I just read the 2nd edition of Tim Jackson’s now-classic Prosperity Without Growth, which has been out for a few months, and it’s a book I’d recommend to anyone but especially economics students. Although most students do now learn about environmental constraints and trade-offs, we do socialize them quickly into thinking about economic growth as the objective of policy. It is all too clear that the failure to take account of externalities and the depletion of natural capital assets means we’ve paid a high price for past growth. Measuring these better to ensure they’re incorporated in the choices society makes is part of my own research.

Havings said this, and commending the book, I have one central problem with its argument, as with some others making similar arguments. And that turns on the understanding of what (GDP) growth consists in. Even those who acknowledge the importance of services in the economy – as Tim Jackson does – then consistently talk about growth as consumer demand for material products, for stuff: “How is it that with so much stuff already we still hunger for more? Would it not be better to halt the relentless pursuit of growth in the advanced economies and concentrate instead on sharing out the available resources more equitably?” So stuff and growth are conflated.

As I’ve been pointing out for 20 years, growth in the advanced economies is increasingly non-material – accepting that we import stuff embodied in goods, which must be accounted for. The archetype of modern growth is a new idea – that an aspirin can avert cardio-vascular problems as well as cure headaches; that apps on one device can replace multiple material objects.

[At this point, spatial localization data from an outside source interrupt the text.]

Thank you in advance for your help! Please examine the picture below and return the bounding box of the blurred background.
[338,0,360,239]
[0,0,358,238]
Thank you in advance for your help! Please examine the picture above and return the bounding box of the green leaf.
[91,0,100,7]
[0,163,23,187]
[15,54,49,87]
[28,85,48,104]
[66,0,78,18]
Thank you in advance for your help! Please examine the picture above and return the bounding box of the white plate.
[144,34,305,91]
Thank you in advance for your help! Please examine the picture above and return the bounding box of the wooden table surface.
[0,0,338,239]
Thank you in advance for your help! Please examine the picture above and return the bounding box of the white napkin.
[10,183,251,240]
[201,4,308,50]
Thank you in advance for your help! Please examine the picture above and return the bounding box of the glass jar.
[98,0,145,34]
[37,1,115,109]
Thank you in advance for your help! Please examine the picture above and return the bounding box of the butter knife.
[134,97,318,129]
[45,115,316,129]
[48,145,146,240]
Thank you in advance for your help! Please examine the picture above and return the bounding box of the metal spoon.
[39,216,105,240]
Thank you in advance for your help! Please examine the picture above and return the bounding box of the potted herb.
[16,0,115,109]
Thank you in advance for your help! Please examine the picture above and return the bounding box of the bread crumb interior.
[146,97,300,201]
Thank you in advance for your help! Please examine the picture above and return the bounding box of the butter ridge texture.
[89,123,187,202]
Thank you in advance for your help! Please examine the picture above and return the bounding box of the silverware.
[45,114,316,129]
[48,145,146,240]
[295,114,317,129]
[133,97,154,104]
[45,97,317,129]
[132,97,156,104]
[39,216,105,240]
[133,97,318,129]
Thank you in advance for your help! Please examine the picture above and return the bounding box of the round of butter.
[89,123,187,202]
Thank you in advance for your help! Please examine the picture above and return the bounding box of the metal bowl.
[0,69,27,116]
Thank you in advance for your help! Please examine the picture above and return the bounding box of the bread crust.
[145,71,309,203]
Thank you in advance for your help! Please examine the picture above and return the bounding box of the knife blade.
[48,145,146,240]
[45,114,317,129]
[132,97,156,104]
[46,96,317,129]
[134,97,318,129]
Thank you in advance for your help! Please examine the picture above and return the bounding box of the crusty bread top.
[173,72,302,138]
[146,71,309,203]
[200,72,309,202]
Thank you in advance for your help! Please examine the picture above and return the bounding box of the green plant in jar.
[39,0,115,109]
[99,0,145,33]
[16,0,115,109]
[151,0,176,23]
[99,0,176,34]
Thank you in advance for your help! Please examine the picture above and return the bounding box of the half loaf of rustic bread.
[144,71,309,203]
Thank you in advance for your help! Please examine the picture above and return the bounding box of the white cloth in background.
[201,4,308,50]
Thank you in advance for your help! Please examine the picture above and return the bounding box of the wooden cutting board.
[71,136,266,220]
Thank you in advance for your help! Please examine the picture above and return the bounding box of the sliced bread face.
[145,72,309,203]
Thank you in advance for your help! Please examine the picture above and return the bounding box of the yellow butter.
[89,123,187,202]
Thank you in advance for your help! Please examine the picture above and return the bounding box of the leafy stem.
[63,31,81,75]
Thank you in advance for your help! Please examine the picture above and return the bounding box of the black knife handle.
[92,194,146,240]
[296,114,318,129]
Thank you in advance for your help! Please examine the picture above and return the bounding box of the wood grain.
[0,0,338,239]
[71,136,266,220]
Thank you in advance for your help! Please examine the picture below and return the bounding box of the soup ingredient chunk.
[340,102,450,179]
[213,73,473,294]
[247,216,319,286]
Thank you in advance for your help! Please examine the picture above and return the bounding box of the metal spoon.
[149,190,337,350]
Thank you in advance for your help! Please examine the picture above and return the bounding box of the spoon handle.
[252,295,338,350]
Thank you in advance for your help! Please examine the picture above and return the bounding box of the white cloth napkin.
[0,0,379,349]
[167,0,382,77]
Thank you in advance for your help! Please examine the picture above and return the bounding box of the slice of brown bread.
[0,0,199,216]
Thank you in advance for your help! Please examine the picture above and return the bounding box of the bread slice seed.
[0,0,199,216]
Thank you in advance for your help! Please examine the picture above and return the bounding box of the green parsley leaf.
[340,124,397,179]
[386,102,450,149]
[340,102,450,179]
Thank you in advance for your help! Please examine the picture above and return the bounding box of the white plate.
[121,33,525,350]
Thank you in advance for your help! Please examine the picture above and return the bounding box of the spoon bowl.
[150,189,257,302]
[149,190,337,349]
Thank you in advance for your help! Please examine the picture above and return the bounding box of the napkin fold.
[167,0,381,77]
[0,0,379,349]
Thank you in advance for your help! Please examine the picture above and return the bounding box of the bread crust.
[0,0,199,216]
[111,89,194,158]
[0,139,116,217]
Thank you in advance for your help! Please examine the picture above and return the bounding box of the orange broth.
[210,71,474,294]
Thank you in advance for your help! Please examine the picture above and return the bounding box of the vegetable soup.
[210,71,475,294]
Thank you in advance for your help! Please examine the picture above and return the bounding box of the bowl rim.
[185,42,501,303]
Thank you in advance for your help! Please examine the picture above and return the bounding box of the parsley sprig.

This is why indicators like the Genuine Progress Indicator, that flatline from the 1970s on while GDP rises, are so unpersuasive. I disagree with Tim when he writes: “[T]he continued pursuit of economic growth doesn’t appear to advance and may impede human happiness.” So although I agree completely that the usefulness of GDP as a welfare measure is declining, I don’t think we know how to weigh against each other the environmental minuses and innovation pluses. This is why I’m obsessed with how we conceptualise and measure society’s economic welfare, including measuring assets to give us a handle on sustainability; but many of the innovations do advance human well-being. I remember the 1970s, and though the music was better, many aspects of life were far less satisfying. Patti Smith and Siouxsie & the Banshees aren’t enough to make me want to turn the clock back.

This is an important, possibly existential debate, so I hope the book is being widely read. I also appreciate its (only slightly lukewarm) defence of economics: contrary to the impression some environmetalists seem to give, many economists care passionately about our environment and sustainability, & we think our intellectual tools can make a useful contribution.